We put the bits and pieces of headstone back and rearrange the foliage to make it look as undisturbed as possible and head back to the car. Fi’s Mom makes us a cuppa back at their place before we head back to Edinburgh. Gav, Fi, and Cat have got a second year to get into and lectures to get back into the swing of. I’ve still got some unpacking to do and some rock samples to start measuring. In the car on the way back we’re still debating what we’ve seen. Gav repeats what he said about the likeness being so close, that it must be the same stone as was recorded from Iona. Fi is prepared to go along with this being something to do with Scone but she’s sceptical about it having anything to do with what I was talking about. She reminds us what we’ve been saying all along: these myths could have been created and copied. It’s possible someone saw this rock and made up a story about it and then that story was copied by someone else.
“Everything gets ripped off sooner or later,” she says.
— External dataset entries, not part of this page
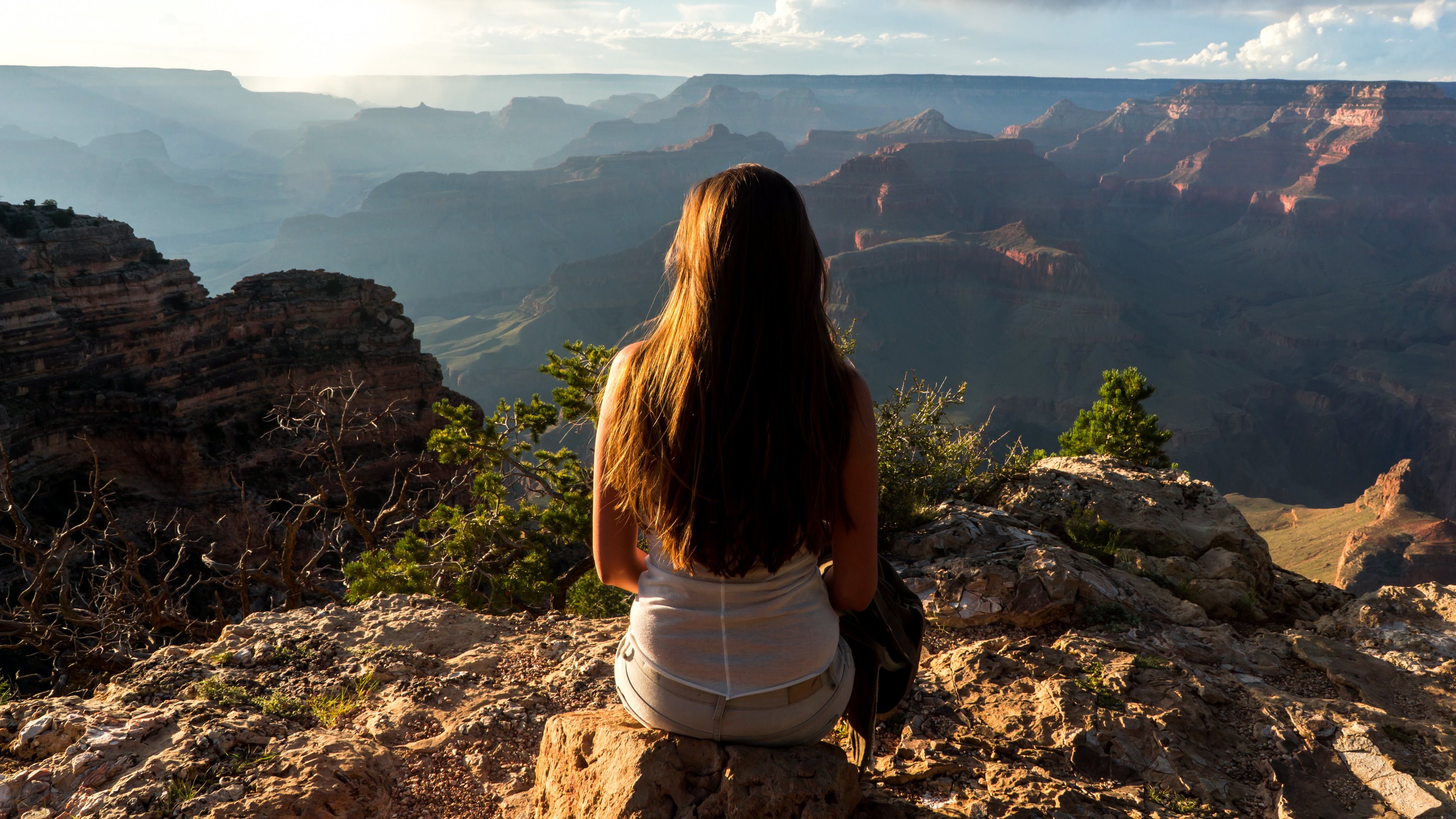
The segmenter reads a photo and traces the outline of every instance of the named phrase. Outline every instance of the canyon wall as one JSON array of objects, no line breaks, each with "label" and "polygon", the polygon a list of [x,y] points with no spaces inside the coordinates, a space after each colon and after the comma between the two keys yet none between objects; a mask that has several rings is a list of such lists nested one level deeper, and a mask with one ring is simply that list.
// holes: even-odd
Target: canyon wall
[{"label": "canyon wall", "polygon": [[84,465],[89,446],[153,498],[277,487],[296,465],[266,414],[294,392],[363,383],[416,450],[453,395],[373,281],[290,270],[208,296],[125,223],[0,203],[0,434],[20,479]]},{"label": "canyon wall", "polygon": [[261,264],[390,281],[406,303],[448,297],[438,309],[502,289],[510,303],[559,264],[638,245],[677,219],[693,182],[782,156],[783,144],[769,134],[713,125],[683,144],[574,157],[543,171],[405,173],[374,188],[355,213],[284,222]]}]

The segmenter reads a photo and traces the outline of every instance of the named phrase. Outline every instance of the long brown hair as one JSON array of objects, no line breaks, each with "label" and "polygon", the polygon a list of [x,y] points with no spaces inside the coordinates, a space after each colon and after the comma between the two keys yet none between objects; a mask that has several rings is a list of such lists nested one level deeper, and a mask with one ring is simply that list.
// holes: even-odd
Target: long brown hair
[{"label": "long brown hair", "polygon": [[673,293],[613,386],[604,482],[678,570],[741,577],[821,551],[827,522],[850,523],[855,393],[804,200],[761,165],[699,182],[667,270]]}]

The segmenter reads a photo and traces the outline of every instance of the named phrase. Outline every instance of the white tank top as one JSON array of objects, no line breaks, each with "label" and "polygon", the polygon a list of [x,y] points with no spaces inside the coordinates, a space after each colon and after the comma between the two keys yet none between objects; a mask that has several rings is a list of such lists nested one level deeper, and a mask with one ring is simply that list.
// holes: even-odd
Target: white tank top
[{"label": "white tank top", "polygon": [[673,571],[658,546],[638,579],[628,634],[660,673],[722,697],[747,697],[810,679],[839,647],[839,615],[814,555],[779,571],[721,577]]}]

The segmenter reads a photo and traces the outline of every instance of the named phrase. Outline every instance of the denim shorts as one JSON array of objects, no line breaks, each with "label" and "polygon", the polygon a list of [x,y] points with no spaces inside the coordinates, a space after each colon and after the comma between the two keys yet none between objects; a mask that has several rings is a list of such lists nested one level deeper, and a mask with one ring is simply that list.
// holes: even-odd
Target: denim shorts
[{"label": "denim shorts", "polygon": [[849,704],[855,659],[840,640],[824,673],[804,682],[724,698],[658,673],[632,635],[623,635],[616,659],[617,697],[649,729],[740,745],[788,746],[823,739]]}]

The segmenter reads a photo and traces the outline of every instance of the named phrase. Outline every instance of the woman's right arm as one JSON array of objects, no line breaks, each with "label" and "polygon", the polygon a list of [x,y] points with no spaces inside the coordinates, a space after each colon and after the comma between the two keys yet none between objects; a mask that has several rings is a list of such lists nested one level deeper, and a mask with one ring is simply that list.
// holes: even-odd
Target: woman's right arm
[{"label": "woman's right arm", "polygon": [[[834,565],[824,574],[836,611],[858,612],[875,599],[879,583],[879,452],[869,385],[855,373],[855,414],[844,453],[844,506],[849,520],[834,520]],[[853,522],[853,525],[850,525]]]},{"label": "woman's right arm", "polygon": [[591,552],[597,560],[597,577],[607,586],[616,586],[636,593],[638,577],[646,571],[646,555],[636,548],[638,526],[632,513],[619,509],[622,493],[606,485],[604,447],[612,424],[617,417],[617,392],[622,383],[622,369],[636,350],[636,344],[623,347],[612,361],[607,386],[603,389],[601,411],[597,415],[597,447],[593,456],[593,513]]}]

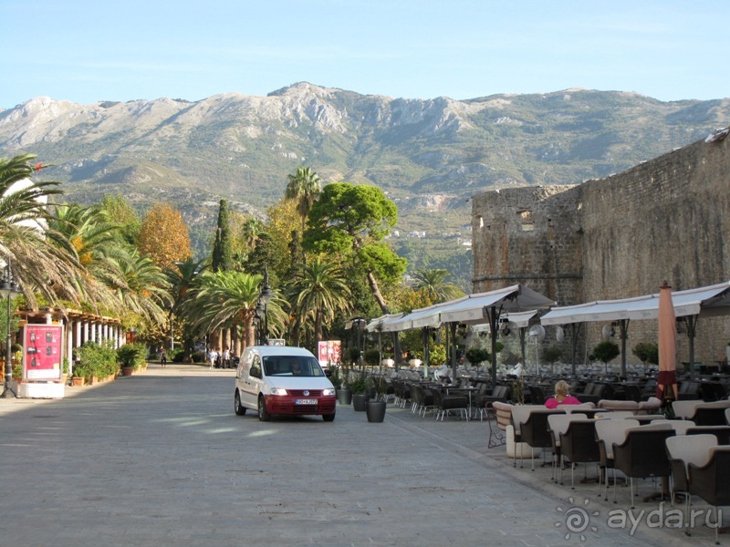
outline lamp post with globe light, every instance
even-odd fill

They debate what to do. Gav thinks he’ll become famous by sharing his discovery with the world. Fi wants him to leave it where it is saying no-one will believe him. Cat finally gives us her opinion which seems to convince everyone to let sleeping dogs lie; at least for the time being:
“Just ask yourself what folk would do with it even if they did believe it was your stone. Would they give it to the people? No. Would they give it to the cleared crofters from the highlands? No. Would they give it to any of the schemies from Niddrie? No. Would they give it to John McLean and his friends o’er in Glasgow? No. Would they even put it in the High School up on Calton Hill when we get our Parliament back? No, they won’t. They’ll put it in the castle with the crowns and sceptres and swords and guns and the rest of all the monarchist crap they’ve got there. It’s better off staying where it is.”
And me: I’m trying to work out how some rock from Loch Arthur took a trip down to the fair county of Staffordshire and spent the odd few hundred years entertaining the Brits and the Romans and the Saxons and maybe even the Vikings before retuning home to Bonnie Scotland before I doze off again and catch up a bit more of the sleep I’m due.